Wavelet/frame shrinkage and nonlinear diffusion filtering are two popular methods for signal and image denoising. The relationship between these two methods has been studied recently. This relationship leads to new types of diffusion equations and helps to design the wavelet/frame-inspired diffusivity functions, and on the other hand it helps to design the diffusion-inspired shrinkage functions with a better performance in signal and image denoising.

Multiwavelets have important properties such as orthogonality, short support, and symmetry, etc. that scalar orthogonal wavelets cannot possess simultaneously. There is rich literature on the theoretical study, construction and applications of multiwavelets. In particular, it has been shown that multiwavelets perform better than the scalar wavelets in signal and image denoising.
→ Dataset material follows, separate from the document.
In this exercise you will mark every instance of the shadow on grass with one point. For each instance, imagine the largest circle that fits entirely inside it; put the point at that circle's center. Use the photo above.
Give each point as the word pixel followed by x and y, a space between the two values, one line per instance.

Recently multiwavelet denoising has been applied in different applications including rolling bearing fault detection and study of load spectrum of computer numerical control lathe. Therefore it is worth to further study multiwavelet denoising.

In this paper we investigate the correspondence between multiwavelet denoising and nonlinear diffusion.

We show that the multiwavelet shrinkages of the commonly used CL(2) and DGHM multiwavelets are associated with a second-order nonlinear diffusion equation. We also derive high-order nonlinear diffusion equations associated with general multiwavelet shrinkages. The experimental results carried out in this paper show that the diffusion-inspired multiwavelet shrinkage performs better than the traditional multiwavelet hard- and soft-thresholding shrinkages.